He shows his teeth in the parody of a smile, all of them, Dream knows, even the ones he cannot see — sardonic, irreverent, mocking — another thing that had not changed and probably would never change about him.
“I should think the rest of us are the ones who need protection with you around,” Dream says, which only makes the Corinthian grin even wider. He chooses to ignore the borderline disrespect for the time being and presses, “but why knives in particular, and not something else?”
Dream had never dwelled much upon the matter previously. He has no need to wield a weapon in his realm, of course, so he does not understand it to begin with. And besides, all the nightmares are peculiar, neurotic beings with their own peculiar, neurotic idiosyncrasies; he does not try and understand that, either, even as their creator. But even he can see that the way the Corinthian regards his weapons of choice is special.
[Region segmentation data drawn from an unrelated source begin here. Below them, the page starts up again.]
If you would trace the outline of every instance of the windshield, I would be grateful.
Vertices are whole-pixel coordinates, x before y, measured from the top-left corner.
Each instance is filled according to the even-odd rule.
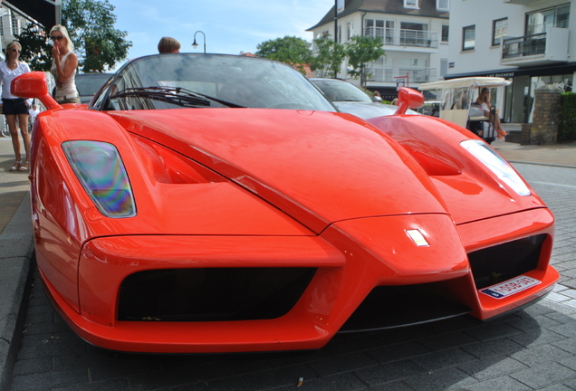
[[[100,110],[268,108],[336,111],[297,71],[274,61],[171,53],[125,64],[94,101]]]
[[[364,91],[348,81],[337,80],[312,80],[312,82],[324,92],[331,101],[373,102]]]

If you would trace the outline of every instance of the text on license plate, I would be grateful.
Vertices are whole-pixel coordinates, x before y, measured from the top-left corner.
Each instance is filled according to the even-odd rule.
[[[487,294],[494,299],[504,299],[506,296],[511,296],[514,293],[518,293],[528,288],[538,285],[542,281],[540,280],[533,279],[532,277],[521,275],[512,280],[505,281],[499,284],[492,285],[488,288],[480,290],[484,294]]]

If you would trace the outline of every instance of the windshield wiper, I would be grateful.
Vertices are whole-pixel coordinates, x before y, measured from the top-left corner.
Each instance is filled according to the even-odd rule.
[[[245,108],[235,103],[194,92],[182,87],[133,87],[127,88],[110,96],[110,99],[122,97],[146,97],[155,100],[177,104],[185,107],[210,106],[209,100],[213,100],[229,108]]]

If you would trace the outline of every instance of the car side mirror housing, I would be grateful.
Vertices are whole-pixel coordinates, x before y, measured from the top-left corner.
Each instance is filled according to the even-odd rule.
[[[406,114],[408,109],[419,109],[424,106],[424,95],[408,87],[398,91],[398,110],[395,114]]]
[[[43,72],[32,72],[17,76],[12,81],[10,89],[12,95],[37,99],[48,110],[62,108],[48,93],[48,81]]]

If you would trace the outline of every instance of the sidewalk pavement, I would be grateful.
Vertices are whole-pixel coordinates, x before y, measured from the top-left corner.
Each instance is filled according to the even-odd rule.
[[[493,147],[512,163],[576,168],[576,143],[521,146],[497,140]],[[0,138],[0,391],[10,389],[34,258],[28,175],[10,172],[14,161],[10,138]]]

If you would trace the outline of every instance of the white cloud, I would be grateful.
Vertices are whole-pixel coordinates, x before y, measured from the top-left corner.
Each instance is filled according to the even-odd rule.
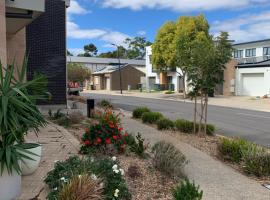
[[[175,11],[237,9],[265,5],[269,0],[101,0],[104,7],[132,10],[170,9]]]
[[[106,29],[82,29],[72,19],[72,15],[82,15],[89,13],[85,8],[81,7],[76,0],[71,0],[70,8],[68,9],[67,20],[67,36],[71,39],[99,39],[106,43],[115,43],[118,45],[124,45],[123,42],[127,37],[127,34],[111,31]],[[78,49],[75,49],[76,51]]]
[[[214,22],[211,32],[217,35],[220,31],[229,32],[230,39],[236,42],[269,38],[270,11],[244,14],[233,19]]]
[[[71,52],[74,56],[77,56],[78,54],[84,52],[84,50],[83,50],[83,49],[80,49],[80,48],[71,48],[71,49],[68,49],[68,50],[69,50],[69,52]]]
[[[70,7],[67,9],[68,14],[77,14],[77,15],[83,15],[87,14],[91,11],[86,10],[76,0],[71,0],[70,1]]]
[[[140,36],[145,36],[146,35],[146,31],[143,31],[143,30],[142,31],[138,31],[137,34],[140,35]]]

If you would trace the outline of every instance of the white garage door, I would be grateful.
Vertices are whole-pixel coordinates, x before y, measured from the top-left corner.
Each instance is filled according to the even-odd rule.
[[[241,95],[245,95],[245,96],[265,95],[264,73],[242,74]]]

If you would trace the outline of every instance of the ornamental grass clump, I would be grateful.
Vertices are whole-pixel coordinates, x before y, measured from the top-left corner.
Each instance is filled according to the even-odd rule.
[[[183,177],[186,157],[173,144],[158,142],[152,147],[153,164],[164,174],[174,178]]]
[[[139,119],[139,118],[141,118],[142,115],[143,115],[144,113],[146,113],[146,112],[150,112],[150,109],[147,108],[147,107],[138,107],[138,108],[136,108],[135,110],[133,110],[132,116],[133,116],[134,118]]]
[[[155,124],[163,115],[159,112],[146,112],[142,115],[143,123]]]
[[[172,195],[175,200],[201,200],[203,191],[200,191],[200,186],[185,179],[172,189]]]
[[[88,174],[71,178],[58,194],[58,200],[102,200],[103,185],[101,180]]]

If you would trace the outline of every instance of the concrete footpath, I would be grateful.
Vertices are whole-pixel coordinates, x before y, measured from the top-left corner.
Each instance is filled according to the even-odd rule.
[[[204,152],[163,134],[150,126],[131,119],[131,114],[124,112],[123,126],[132,133],[140,132],[154,144],[166,141],[174,144],[189,160],[185,167],[186,175],[194,180],[203,190],[205,200],[269,200],[270,190],[256,181],[240,174],[224,163],[215,160]]]
[[[179,93],[175,94],[164,94],[164,92],[138,92],[138,91],[123,91],[120,94],[119,91],[107,91],[107,90],[86,90],[82,95],[87,94],[106,94],[116,96],[128,96],[128,97],[139,97],[147,99],[160,99],[168,101],[180,101],[180,102],[193,102],[190,99],[183,99],[183,95]],[[263,112],[270,112],[270,98],[254,98],[247,96],[216,96],[209,97],[209,105],[229,107],[229,108],[241,108],[248,110],[256,110]]]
He is constantly toying with them, even while standing around idle, like he cannot go a second without touching them. He has a habit of running his thumb down the flat of the blade as one might stroke a lover’s body. He hones and polishes them after every time he uses them with ritualistic obsessiveness, laying out the rod and strop before him the same way, to his left and to his right, counting the passes under his breath, six to a side exactly. Dream has even caught him speaking to them sometimes, crooning sweet nothings as he turns them over and over in his hands, pressing them to his lips as if in holy invocation. He is fairly certain they have names, though what they are, he neither knows nor wishes to find out.
The Corinthian shrugs, loose and casual, but there is a definite edge in his soft drawl when he replies, “we all have our preferences. This one happens to be mine.”
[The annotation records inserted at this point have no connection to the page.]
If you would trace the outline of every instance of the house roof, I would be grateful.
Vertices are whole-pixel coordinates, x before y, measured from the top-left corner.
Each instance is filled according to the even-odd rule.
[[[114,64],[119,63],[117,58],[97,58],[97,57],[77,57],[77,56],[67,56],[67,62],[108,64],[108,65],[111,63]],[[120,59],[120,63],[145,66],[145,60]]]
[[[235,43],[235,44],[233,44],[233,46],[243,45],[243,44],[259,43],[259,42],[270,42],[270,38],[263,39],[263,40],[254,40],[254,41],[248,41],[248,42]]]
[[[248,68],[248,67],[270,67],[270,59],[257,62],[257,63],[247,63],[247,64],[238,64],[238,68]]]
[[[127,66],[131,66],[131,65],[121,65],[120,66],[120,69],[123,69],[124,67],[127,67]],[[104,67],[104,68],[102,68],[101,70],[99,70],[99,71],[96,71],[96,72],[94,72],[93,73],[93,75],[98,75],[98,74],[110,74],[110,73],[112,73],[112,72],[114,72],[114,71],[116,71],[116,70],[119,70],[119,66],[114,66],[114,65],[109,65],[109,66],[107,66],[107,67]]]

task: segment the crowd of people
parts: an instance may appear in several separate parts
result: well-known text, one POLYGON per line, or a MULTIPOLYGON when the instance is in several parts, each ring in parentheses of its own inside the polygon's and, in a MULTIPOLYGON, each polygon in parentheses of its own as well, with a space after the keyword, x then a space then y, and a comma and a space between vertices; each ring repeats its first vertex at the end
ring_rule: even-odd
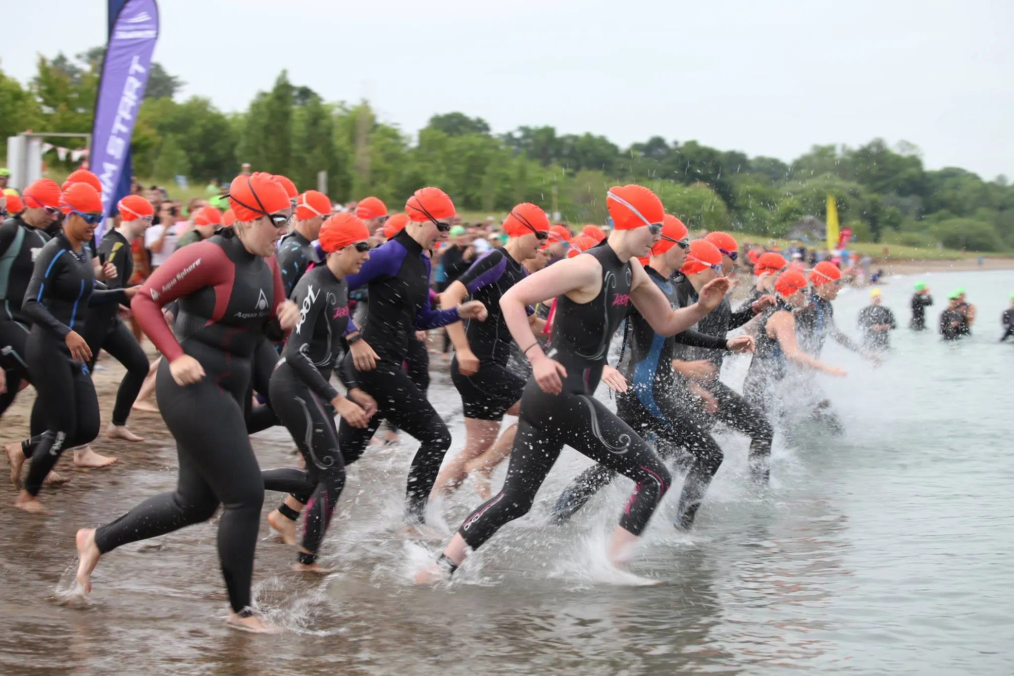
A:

“No, I don’t think so,” Dream says. Whatever his fixation with his knives is, it goes beyond preference into fetish. “I’ve seen the way you are with those things, nightmare.”
In fact, the Corinthian is doing it even now, his fingers drifting unconsciously across his chest and beneath his suit jacket where he keeps his knives, dancing and circling around the hilt, the handle, ready to draw and strike unprovoked. When he notices Dream noticing him, he abruptly straightens back up and shoves his hands in his pockets with the air of someone who’d been caught doing something he shouldn’t be, yet has to forcibly stop himself from continuing.
“So what is it, really?” Dream asks. “Indulge me.”
The nightmare regards him for a moment from behind his smoke-dark glasses. His expression is blank, unreadable. He is not smiling anymore.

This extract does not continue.